Area towns have ghost stories to tell
This 2000 file photo shows Williamsport's "Veiled Lady," portrayed by Johnna Maravelis, telling ghost stories at the Williamsport Town Museum. (File photo)
Turns out I was at the wrong firehouse. Volunteer Daniel Young said the one I sought was the former Junior Engine Co. No. 3 firehouse.
Young, who counted himself a skeptic, said there were some mysterious happenings at the Antietam station, perhaps related to an apparatus driver who apparently died there in his sleep.
“That was quite some time ago. Must be 15 years,” said Donnie Boward, retired after 50 years as a volunteer, but still hanging out in the building.

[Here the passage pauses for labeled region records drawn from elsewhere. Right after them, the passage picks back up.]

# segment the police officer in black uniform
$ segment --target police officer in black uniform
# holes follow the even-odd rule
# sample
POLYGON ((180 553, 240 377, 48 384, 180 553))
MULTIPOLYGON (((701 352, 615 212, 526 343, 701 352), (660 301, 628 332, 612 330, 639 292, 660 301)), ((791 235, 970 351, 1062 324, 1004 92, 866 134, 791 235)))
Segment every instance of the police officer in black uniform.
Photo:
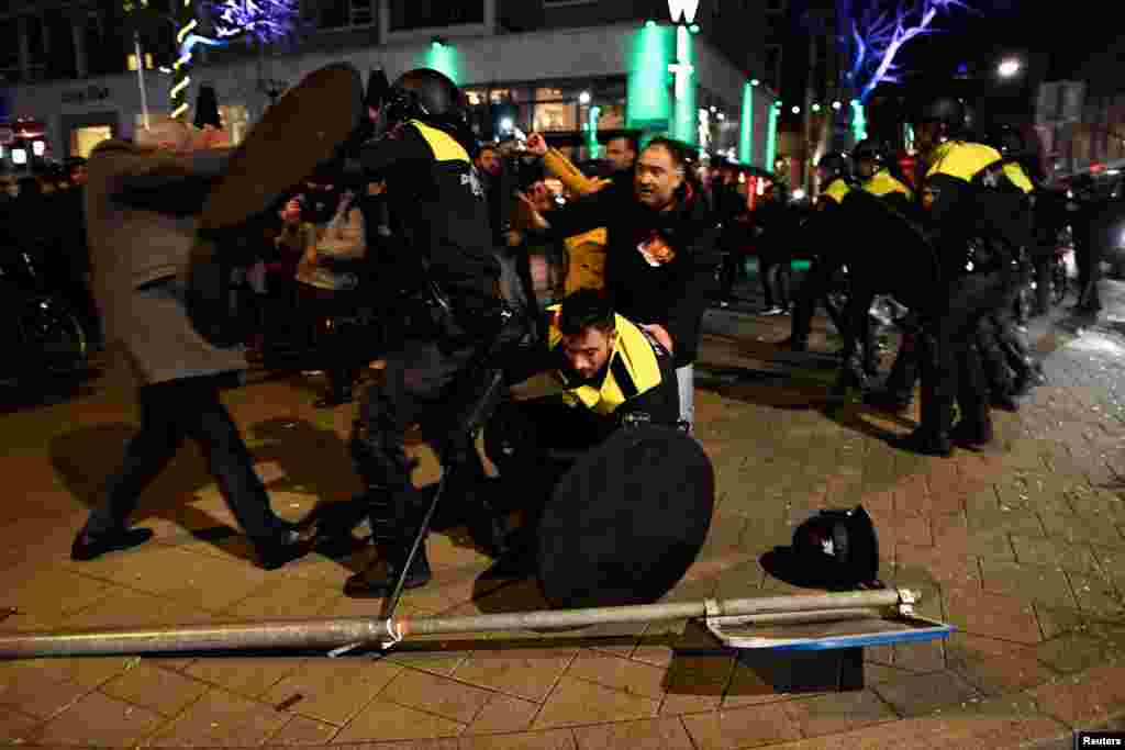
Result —
POLYGON ((801 293, 793 311, 793 328, 789 338, 781 342, 794 352, 809 347, 812 314, 817 302, 822 301, 837 328, 843 332, 842 310, 828 300, 832 280, 844 265, 844 253, 839 246, 840 204, 852 190, 852 157, 845 153, 828 153, 817 162, 820 173, 820 195, 817 197, 817 213, 808 225, 808 245, 818 250, 809 274, 801 284, 801 293))
POLYGON ((1018 253, 1015 283, 1000 300, 996 313, 981 322, 981 329, 978 332, 978 345, 989 378, 992 404, 1015 412, 1019 408, 1015 398, 1026 395, 1033 385, 1042 382, 1042 369, 1030 355, 1027 342, 1017 327, 1024 290, 1032 280, 1028 249, 1035 243, 1035 184, 1018 161, 1023 155, 1024 141, 1017 130, 1009 126, 996 128, 989 134, 988 143, 1004 157, 1005 177, 1025 196, 1024 200, 1014 206, 1018 210, 1010 217, 1012 245, 1018 253))
POLYGON ((500 470, 501 493, 520 498, 525 513, 494 573, 528 571, 542 504, 582 455, 618 430, 680 426, 672 353, 616 313, 604 291, 579 289, 547 314, 543 341, 506 358, 505 377, 522 382, 550 372, 562 392, 506 401, 485 428, 485 451, 500 470))
MULTIPOLYGON (((852 160, 856 168, 858 178, 858 190, 865 196, 874 197, 885 211, 897 217, 916 222, 916 210, 914 206, 914 191, 907 186, 906 179, 899 173, 891 155, 891 150, 882 143, 872 138, 865 138, 852 150, 852 160)), ((847 226, 854 227, 856 217, 849 211, 854 201, 845 201, 843 210, 850 219, 847 226)), ((862 224, 862 222, 861 222, 862 224)), ((858 228, 858 227, 857 227, 858 228)), ((863 231, 870 232, 871 226, 863 226, 863 231)), ((893 284, 886 279, 888 270, 891 273, 909 272, 903 271, 896 259, 883 257, 861 257, 858 253, 880 253, 882 251, 872 247, 860 247, 853 251, 849 259, 850 265, 850 296, 844 317, 844 370, 837 391, 843 392, 849 387, 861 386, 866 374, 874 374, 878 370, 878 351, 875 342, 875 328, 871 322, 868 310, 876 295, 888 293, 893 284), (860 346, 864 347, 861 360, 860 346)), ((910 316, 902 322, 904 327, 903 341, 910 346, 914 326, 909 323, 910 316)), ((900 358, 901 359, 901 358, 900 358)), ((904 361, 915 361, 907 358, 904 361)), ((910 372, 902 372, 900 377, 910 377, 909 389, 914 389, 914 377, 910 372)))
POLYGON ((925 106, 915 127, 930 150, 922 180, 925 228, 937 251, 940 283, 919 310, 922 318, 921 426, 902 448, 950 455, 953 442, 979 446, 992 440, 988 389, 975 335, 1015 282, 1018 215, 1024 196, 1005 175, 994 148, 965 139, 963 102, 939 98, 925 106), (954 427, 954 404, 961 421, 954 427))
MULTIPOLYGON (((493 253, 488 205, 472 168, 475 138, 462 92, 430 69, 404 73, 377 114, 376 137, 359 148, 359 164, 371 181, 386 182, 400 252, 422 264, 420 275, 433 310, 429 331, 411 331, 398 351, 386 355, 385 377, 360 405, 351 450, 367 484, 372 540, 379 559, 348 579, 344 593, 387 596, 405 566, 416 522, 411 463, 404 442, 412 424, 450 455, 456 440, 449 415, 471 391, 475 367, 502 327, 500 266, 493 253)), ((352 169, 354 165, 352 165, 352 169)), ((465 442, 465 441, 461 441, 465 442)), ((457 466, 479 470, 472 445, 460 446, 457 466)), ((447 470, 449 467, 446 468, 447 470)), ((424 545, 405 587, 430 580, 424 545)))

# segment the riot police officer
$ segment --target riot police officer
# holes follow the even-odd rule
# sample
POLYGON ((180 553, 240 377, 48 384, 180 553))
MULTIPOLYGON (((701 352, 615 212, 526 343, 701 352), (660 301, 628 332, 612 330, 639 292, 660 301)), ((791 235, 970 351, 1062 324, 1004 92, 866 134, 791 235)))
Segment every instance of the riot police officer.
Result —
MULTIPOLYGON (((865 138, 852 150, 852 160, 856 166, 861 191, 878 198, 884 208, 894 214, 909 217, 911 220, 916 218, 912 216, 914 191, 907 187, 904 178, 898 173, 891 150, 885 144, 865 138)), ((845 210, 850 205, 850 202, 845 204, 845 210)), ((866 228, 871 229, 871 227, 866 228)), ((852 260, 854 261, 849 279, 852 293, 844 315, 844 370, 837 387, 838 391, 843 391, 849 386, 862 385, 865 372, 874 373, 876 369, 875 329, 871 325, 868 310, 875 296, 888 291, 884 279, 885 269, 892 265, 890 257, 853 257, 852 260), (861 344, 865 350, 862 362, 858 353, 861 344)), ((911 351, 912 331, 914 327, 907 325, 903 340, 908 351, 911 351)), ((900 358, 900 360, 903 363, 915 361, 910 356, 900 358)), ((901 372, 899 377, 910 378, 909 388, 914 388, 914 378, 910 372, 901 372)))
MULTIPOLYGON (((439 455, 450 455, 442 441, 456 440, 457 431, 448 415, 457 412, 460 395, 471 391, 468 379, 501 328, 500 266, 472 168, 475 146, 462 92, 438 71, 417 69, 390 87, 379 102, 375 137, 359 147, 364 179, 386 181, 404 257, 423 266, 421 293, 433 325, 408 332, 398 351, 386 355, 385 377, 369 387, 357 414, 351 451, 367 485, 380 554, 348 579, 349 596, 381 597, 393 589, 417 533, 408 514, 416 503, 406 430, 420 424, 423 435, 439 443, 439 455)), ((471 444, 460 451, 476 455, 471 444)), ((422 586, 430 575, 423 544, 405 587, 422 586)))
POLYGON ((817 302, 824 301, 837 328, 844 327, 840 311, 831 306, 827 295, 832 279, 844 265, 844 254, 838 246, 835 227, 840 218, 840 204, 852 190, 852 157, 840 152, 825 154, 817 162, 817 172, 822 187, 817 198, 817 214, 809 224, 808 245, 816 247, 818 254, 801 284, 801 293, 793 311, 792 333, 781 342, 782 346, 789 346, 794 352, 803 352, 809 347, 809 333, 817 302))
POLYGON ((984 362, 986 372, 992 387, 992 403, 1015 412, 1018 405, 1015 396, 1027 392, 1032 385, 1042 381, 1042 370, 1032 358, 1027 342, 1016 326, 1016 318, 1023 317, 1023 291, 1030 283, 1032 260, 1028 249, 1035 243, 1034 235, 1034 191, 1035 184, 1028 177, 1019 157, 1024 154, 1025 144, 1019 132, 1010 126, 994 128, 988 136, 990 146, 1000 152, 1004 157, 1004 174, 1011 184, 1020 190, 1026 200, 1020 201, 1023 218, 1012 217, 1012 244, 1017 247, 1016 283, 1000 300, 993 315, 982 320, 978 332, 978 345, 984 362))
POLYGON ((932 152, 921 193, 940 283, 919 310, 921 426, 899 444, 932 455, 948 455, 954 441, 979 446, 992 440, 975 334, 1015 281, 1011 211, 1023 193, 1005 175, 999 152, 965 139, 966 119, 963 102, 943 97, 922 107, 915 127, 919 145, 932 152))

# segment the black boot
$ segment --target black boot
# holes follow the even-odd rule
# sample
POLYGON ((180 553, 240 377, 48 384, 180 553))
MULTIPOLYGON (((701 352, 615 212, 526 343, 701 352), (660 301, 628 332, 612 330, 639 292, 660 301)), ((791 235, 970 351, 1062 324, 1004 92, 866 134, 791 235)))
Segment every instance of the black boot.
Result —
POLYGON ((152 539, 151 528, 116 528, 100 534, 90 534, 83 528, 71 545, 71 560, 87 562, 106 552, 132 550, 150 539, 152 539))
POLYGON ((983 424, 975 421, 962 419, 950 433, 954 443, 962 448, 981 448, 992 442, 992 421, 988 419, 983 424))
POLYGON ((784 341, 778 341, 777 346, 782 349, 788 349, 793 352, 807 352, 809 351, 809 342, 800 336, 790 336, 784 341))
POLYGON ((922 455, 937 455, 940 458, 953 455, 953 441, 948 434, 932 432, 924 427, 918 427, 904 437, 896 439, 891 444, 903 451, 920 453, 922 455))
MULTIPOLYGON (((390 596, 395 590, 395 584, 402 575, 403 566, 411 552, 408 542, 406 544, 387 545, 379 550, 379 559, 376 560, 363 572, 356 573, 344 584, 344 595, 357 599, 378 599, 390 596)), ((403 589, 418 588, 430 582, 432 578, 430 570, 430 559, 426 557, 425 542, 418 546, 418 552, 414 555, 414 562, 403 584, 403 589)))
POLYGON ((883 388, 872 391, 864 399, 868 406, 891 414, 902 414, 910 408, 914 394, 904 394, 894 388, 883 388))
POLYGON ((840 368, 836 385, 832 386, 830 398, 858 403, 863 400, 863 394, 867 388, 867 373, 864 371, 863 362, 858 354, 849 355, 844 367, 840 368))

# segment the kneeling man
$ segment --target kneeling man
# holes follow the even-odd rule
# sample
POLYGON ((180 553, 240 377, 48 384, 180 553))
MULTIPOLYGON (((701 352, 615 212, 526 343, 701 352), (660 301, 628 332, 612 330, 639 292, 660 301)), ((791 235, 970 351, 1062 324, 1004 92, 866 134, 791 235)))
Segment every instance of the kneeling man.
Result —
POLYGON ((524 525, 513 534, 515 572, 532 559, 541 504, 583 453, 632 425, 680 426, 680 391, 672 354, 647 331, 618 315, 598 290, 580 289, 548 308, 546 349, 505 369, 508 382, 551 372, 560 395, 501 406, 485 428, 488 458, 506 494, 526 498, 524 525))

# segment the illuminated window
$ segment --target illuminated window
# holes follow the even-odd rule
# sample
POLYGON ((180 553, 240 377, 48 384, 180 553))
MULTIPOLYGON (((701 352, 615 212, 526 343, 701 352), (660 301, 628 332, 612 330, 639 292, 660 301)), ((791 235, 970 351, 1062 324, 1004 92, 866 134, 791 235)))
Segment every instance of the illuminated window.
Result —
POLYGON ((570 103, 536 105, 531 128, 536 132, 577 130, 578 120, 575 106, 570 103))
POLYGON ((71 156, 89 159, 94 146, 112 137, 114 128, 108 125, 74 128, 71 130, 71 156))
MULTIPOLYGON (((137 56, 136 55, 129 55, 128 56, 128 67, 129 67, 130 71, 135 71, 137 69, 137 56)), ((152 67, 153 67, 153 64, 152 64, 152 53, 151 52, 144 53, 144 67, 147 71, 151 71, 152 67)))
POLYGON ((242 105, 219 105, 219 123, 231 136, 231 145, 237 146, 250 132, 250 112, 242 105))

“Last night there were some strange noises going on, but this is an old building,” Young said.
Volunteers have told tales of the television turning itself on or changing channels.
“Old firehouses like this, they have all kinds of stories,” Young said.
Lots of towns now host ghost tours and, if there was ever a time to make a living off the dead, it’s now.
Probably at no time in recent history have tales of the paranormal cast such a spell over the Nielsens and at the box office. Forget Casper, Don Knotts’ comedic masterpiece “The Ghost and Mr. Chicken” or even “Ghostbusters.”
This is the Golden Age of Ghosts.
From “Celebrity Ghost Stories” and “Ghostly Encounters” on the Biography channel to “Ghost Adventures” (the Travel Channel), “Ghost Hunters” and “Ghost Hunters International” (both on SyFy), the spectral, wraithlike and ectoplasmic have never enjoyed such popularity.
Animal Planet has a show called “The Haunted” that “chronicles true, chilling and terrifying stories of animals and their owners who are experiencing the unexplainable,” the website states.
That media popularity has translated into ghost tours in communities around the Tri-State. This Halloween season, Hagerstown, Sharpsburg and Williamsport in Maryland, Charles Town and Harpers Ferry in West Virginia, and Waynesboro and Gettysburg in Pennsylvania have hosted them.
Just about any burg with more age to it than Levittown, N.Y., can boast a few hauntings, and the post-mortem population increases if the town was the scene of a battle, or unfortunate enough to be known for a grisly killing or two.